Cofilin promotes actin turnover and flexibility to drive coordinated cell movements in vivo

Abstract Embryos display a striking ability to repair wounds rapidly, with no inflammation or scarring. Embryonic wound healing is driven by the collective movement of the cells adjacent to the wound. The cells at the wound edge polarize actin and the molecular motor non-muscle myosin II, forming a supracellular cable around the wound that generates force and coordinates cell movements to close the lesion. Actin network contraction has been associated with the disassembly of the actin filaments that form the network. We found that the actin-severing protein Cofilin and its co-factor Aip1 accumulated at the edge of epidermal wounds in Drosophila embryos. Reducing Cofilin activity or levels slowed down wound closure, indicating that Cofilin is necessary for rapid wound healing.
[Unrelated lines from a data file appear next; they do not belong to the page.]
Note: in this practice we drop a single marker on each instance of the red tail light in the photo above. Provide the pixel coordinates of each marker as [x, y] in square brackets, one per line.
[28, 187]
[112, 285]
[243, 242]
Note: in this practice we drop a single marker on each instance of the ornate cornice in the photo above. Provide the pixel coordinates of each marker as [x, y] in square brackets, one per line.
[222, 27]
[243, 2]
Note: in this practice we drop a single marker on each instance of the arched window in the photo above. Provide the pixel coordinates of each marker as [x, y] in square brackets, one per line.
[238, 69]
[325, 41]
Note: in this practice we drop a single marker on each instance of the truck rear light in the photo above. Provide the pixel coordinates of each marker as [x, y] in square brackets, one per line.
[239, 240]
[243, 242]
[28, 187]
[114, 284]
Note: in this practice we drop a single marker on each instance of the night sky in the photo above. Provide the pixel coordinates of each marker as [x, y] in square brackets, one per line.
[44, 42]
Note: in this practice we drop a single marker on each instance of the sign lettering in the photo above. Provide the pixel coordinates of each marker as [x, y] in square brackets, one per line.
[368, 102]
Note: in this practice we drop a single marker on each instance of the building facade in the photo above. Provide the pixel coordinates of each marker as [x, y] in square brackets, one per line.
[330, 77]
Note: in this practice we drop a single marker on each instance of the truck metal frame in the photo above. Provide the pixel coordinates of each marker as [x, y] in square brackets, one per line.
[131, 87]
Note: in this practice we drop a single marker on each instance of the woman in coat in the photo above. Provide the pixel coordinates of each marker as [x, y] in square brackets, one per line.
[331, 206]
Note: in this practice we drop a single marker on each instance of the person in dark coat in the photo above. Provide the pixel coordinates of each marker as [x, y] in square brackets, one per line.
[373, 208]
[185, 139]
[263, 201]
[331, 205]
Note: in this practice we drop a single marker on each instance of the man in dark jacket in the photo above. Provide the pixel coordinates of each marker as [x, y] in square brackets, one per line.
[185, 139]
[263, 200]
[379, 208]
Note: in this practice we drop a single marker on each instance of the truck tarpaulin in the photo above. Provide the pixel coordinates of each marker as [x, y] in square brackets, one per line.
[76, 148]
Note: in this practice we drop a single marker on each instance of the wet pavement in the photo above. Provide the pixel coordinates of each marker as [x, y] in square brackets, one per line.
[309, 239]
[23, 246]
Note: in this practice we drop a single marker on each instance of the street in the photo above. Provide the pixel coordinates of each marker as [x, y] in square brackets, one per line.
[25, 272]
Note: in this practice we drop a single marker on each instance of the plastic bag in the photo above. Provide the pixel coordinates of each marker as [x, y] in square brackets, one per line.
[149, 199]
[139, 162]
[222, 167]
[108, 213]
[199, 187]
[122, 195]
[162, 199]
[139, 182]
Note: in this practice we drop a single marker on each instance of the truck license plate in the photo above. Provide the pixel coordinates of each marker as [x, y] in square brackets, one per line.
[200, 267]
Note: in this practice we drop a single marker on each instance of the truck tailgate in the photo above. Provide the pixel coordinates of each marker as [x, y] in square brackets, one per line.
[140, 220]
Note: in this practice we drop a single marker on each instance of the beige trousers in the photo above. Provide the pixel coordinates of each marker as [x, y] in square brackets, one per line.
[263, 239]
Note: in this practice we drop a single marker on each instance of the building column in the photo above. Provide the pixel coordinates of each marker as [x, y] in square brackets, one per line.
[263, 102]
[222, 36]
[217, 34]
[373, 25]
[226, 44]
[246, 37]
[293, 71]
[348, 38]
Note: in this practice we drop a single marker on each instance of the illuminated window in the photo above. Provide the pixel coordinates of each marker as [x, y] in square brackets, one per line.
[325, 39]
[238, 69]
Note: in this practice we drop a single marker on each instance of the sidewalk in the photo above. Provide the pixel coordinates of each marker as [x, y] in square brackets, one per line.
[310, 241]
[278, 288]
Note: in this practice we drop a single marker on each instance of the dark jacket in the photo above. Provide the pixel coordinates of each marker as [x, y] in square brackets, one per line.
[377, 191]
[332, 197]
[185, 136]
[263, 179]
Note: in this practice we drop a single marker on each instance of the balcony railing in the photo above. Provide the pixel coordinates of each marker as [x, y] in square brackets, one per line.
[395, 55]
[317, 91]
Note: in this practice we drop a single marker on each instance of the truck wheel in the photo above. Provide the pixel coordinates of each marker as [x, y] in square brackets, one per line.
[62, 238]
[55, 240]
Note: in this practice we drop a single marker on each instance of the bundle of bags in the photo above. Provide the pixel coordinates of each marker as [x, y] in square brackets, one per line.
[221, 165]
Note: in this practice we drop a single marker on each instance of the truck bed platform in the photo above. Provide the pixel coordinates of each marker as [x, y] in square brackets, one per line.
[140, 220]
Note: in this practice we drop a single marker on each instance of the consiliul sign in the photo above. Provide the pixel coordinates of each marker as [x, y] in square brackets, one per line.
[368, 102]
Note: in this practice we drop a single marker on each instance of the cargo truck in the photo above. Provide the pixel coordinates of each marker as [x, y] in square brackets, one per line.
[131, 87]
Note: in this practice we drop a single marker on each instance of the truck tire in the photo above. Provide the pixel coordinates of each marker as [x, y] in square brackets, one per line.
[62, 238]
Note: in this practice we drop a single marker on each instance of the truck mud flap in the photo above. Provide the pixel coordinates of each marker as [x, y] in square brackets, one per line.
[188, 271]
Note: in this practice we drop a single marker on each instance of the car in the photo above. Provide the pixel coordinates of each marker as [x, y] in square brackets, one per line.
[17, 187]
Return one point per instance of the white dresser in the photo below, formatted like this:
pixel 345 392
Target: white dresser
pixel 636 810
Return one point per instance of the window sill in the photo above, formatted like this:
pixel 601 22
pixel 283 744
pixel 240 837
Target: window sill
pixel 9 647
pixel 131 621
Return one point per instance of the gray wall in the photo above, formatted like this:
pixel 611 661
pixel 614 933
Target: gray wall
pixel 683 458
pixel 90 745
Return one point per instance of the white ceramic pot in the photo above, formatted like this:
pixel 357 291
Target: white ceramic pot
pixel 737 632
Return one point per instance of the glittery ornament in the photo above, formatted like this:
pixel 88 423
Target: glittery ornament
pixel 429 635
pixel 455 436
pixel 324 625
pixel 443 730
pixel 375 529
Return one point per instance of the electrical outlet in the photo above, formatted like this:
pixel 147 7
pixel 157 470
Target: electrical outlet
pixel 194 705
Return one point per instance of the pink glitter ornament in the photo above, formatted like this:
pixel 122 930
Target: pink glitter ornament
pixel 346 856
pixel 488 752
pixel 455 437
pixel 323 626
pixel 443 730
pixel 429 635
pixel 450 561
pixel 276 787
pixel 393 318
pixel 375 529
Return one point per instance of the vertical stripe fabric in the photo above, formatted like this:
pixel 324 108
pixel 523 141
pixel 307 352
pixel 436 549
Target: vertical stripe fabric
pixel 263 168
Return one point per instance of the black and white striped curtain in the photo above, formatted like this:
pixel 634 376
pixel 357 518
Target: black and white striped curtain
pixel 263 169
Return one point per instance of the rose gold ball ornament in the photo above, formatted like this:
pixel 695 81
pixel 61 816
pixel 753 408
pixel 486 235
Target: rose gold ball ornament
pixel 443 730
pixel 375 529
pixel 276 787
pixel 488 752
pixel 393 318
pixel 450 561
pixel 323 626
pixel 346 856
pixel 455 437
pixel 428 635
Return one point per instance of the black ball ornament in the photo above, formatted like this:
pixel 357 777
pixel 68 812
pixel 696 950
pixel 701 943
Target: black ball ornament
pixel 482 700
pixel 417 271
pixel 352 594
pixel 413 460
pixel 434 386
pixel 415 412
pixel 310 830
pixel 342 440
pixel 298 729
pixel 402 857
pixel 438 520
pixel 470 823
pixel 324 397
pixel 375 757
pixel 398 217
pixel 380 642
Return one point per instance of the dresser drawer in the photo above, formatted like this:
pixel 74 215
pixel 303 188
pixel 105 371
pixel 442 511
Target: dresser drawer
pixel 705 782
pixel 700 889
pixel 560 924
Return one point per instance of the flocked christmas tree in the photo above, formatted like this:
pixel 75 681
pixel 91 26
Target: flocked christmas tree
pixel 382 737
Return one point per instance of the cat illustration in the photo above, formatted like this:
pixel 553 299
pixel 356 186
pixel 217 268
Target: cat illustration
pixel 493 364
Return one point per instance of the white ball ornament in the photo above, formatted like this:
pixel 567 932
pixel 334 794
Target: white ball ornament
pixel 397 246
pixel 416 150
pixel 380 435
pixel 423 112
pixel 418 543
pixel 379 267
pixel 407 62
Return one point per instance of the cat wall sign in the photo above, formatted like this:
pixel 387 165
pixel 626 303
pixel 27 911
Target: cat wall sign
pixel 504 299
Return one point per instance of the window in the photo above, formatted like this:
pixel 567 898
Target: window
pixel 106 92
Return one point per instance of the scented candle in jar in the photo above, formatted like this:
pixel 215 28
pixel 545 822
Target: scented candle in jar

Using quantitative microscopy, we showed that Cofilin controls F-actin turnover at the wound edge, but not F-actin polarity or contractile force generation. Combining genetic and pharmacological manipulations, we found that F-actin turnover at the wound edge must be tightly regulated for wounds to close rapidly. Computational modelling suggested that Cofilin may contribute to rapid wound repair by maintaining a flexible actin network around the wound. Consistent with this model, fluorescence fluctuation analysis revealed that F-actin networks at the wound edge were significantly more rigid when we reduced Cofilin activity. Together, our results indicate that Cofilin promotes F-actin turnover at the wound margin to maintain a flexible actin network and facilitate rapid contraction and wound healing.